Bet your foreman doesn't do that again. Probably slipped, Jed. I'm good about escape paths, though I see others not so. On steep pine needle covered ground, quite easy to slip when you suddenly get your feet moving a million miles an hour. Can't recall if I was wearing spikes that day. A good reason to have them.
 
I just got back from the hospital ten minutes ago. My BMG seriously kicked my ass today. I had just finished loading 30 or so feet of a 28"DBH Red Oak into my dump. When I disconnected it from the Boxer and went to strap it to my trailer it slipped over its shelf and the mounting plate took me off my feet. I couldn't breathe for two or three invites and the pain was excruciating. Headed to the hospital where I was given some meds a CT scan and a lots of time to myself. Turns out I have no broken bones and no internal damage, but this hurts worse than broken ribs. Thank God all next weeks work is "Notch it and Watch it" I cannot imagine trying to climb right now. I can barely stand up. Whew!
 
No it flipped away from me. It kind of pivoted on its storage shelf on my trailer. The head went down and the mounting plate came up, Fast, real damn fast! My sternum feels like I went ten rounds with Tyson.
 
This is live feed!

In the afternoons at the local pubs the fallers and rigging crews would talk about their close calls every day. You can write a book about it.

I have a couple myself.
 
I had probably the worst kickback of my 'career' a couple of days ago...I was cutting a heavily loaded and splintered limb off a macrocarpa, on the ground, chainsaw at shoulder height (260) I looked at the limb, noted the splinters in the top (fresh because we had just hauled on it with the truck) and a small limb above the cutting area.

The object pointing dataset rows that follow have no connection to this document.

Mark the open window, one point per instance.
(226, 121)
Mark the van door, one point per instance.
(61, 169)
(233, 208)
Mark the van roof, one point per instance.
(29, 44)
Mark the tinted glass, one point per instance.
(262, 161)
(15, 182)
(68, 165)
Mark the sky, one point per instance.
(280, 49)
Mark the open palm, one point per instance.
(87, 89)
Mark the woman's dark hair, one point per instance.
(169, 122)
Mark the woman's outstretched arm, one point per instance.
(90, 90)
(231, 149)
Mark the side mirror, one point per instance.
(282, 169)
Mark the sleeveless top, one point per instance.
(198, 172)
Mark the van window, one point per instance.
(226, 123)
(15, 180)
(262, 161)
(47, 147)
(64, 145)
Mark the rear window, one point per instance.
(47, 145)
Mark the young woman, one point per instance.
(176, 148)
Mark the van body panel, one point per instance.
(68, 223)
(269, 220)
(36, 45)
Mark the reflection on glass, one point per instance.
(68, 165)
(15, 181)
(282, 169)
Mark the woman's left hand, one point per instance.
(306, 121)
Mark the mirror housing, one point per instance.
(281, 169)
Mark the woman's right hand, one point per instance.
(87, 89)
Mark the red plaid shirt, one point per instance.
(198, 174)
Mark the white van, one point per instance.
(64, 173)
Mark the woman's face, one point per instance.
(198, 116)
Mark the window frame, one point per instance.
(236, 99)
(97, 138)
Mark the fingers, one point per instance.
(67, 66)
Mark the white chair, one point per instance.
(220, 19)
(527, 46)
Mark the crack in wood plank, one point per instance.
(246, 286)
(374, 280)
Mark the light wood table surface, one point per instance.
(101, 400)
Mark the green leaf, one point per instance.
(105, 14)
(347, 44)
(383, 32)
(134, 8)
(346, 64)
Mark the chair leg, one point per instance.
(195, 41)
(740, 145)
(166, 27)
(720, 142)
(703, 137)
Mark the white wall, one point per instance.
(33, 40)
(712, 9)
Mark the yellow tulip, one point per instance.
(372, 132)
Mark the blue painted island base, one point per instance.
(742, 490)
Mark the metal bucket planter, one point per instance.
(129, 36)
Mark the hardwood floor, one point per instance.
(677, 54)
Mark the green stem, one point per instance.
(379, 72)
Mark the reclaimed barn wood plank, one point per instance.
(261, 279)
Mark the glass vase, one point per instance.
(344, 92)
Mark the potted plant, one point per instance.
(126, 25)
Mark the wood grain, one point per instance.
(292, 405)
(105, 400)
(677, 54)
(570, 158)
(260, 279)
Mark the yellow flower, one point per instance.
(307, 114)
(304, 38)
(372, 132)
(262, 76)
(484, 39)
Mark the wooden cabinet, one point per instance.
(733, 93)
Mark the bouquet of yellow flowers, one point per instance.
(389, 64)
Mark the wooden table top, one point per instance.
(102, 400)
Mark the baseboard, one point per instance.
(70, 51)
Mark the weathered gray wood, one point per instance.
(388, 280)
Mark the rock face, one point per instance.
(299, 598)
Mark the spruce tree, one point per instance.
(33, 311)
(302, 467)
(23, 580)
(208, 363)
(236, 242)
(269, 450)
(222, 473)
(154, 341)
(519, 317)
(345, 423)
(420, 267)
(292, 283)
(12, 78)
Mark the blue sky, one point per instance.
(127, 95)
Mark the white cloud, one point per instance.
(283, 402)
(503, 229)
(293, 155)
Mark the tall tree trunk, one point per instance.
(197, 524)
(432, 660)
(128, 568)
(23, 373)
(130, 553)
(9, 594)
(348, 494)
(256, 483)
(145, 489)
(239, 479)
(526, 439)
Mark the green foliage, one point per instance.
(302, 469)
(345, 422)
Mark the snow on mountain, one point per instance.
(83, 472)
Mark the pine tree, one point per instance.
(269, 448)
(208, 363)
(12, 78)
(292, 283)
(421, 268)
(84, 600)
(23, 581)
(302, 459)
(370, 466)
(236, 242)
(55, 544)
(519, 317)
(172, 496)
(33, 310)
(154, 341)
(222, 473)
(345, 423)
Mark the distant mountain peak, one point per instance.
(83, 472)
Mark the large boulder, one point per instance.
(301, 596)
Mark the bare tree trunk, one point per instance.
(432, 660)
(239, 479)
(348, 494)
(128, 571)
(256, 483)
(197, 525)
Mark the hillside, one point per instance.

I got my feet well planted, stood well to the side and started to cut knowing that splinters can be nasty...the next thing I knew the saw had whizzed past my earhole and I was holding it up and out to the side. The splinters had caught the bar, made it jump, the tip hit the little branch above and BAM!!!! All in a microsecond, that bar was past my head, chain still rotating!
We had a little tailgate meeting after the branch was all cut up, my hubby didn't see it happen, but just to reinforce how nasty splinters can be and the utmost importance of staying OUT of the kickback zone!! The intertia brake did not engage and my hand was on the side of the handle, so if I'd been in the wrong place I wouldn't have been typing this.
 
I'm sure you have all played the game of who can stand closest to the falling tree without getting hit right? :D you sure learn quickly how to judge distance!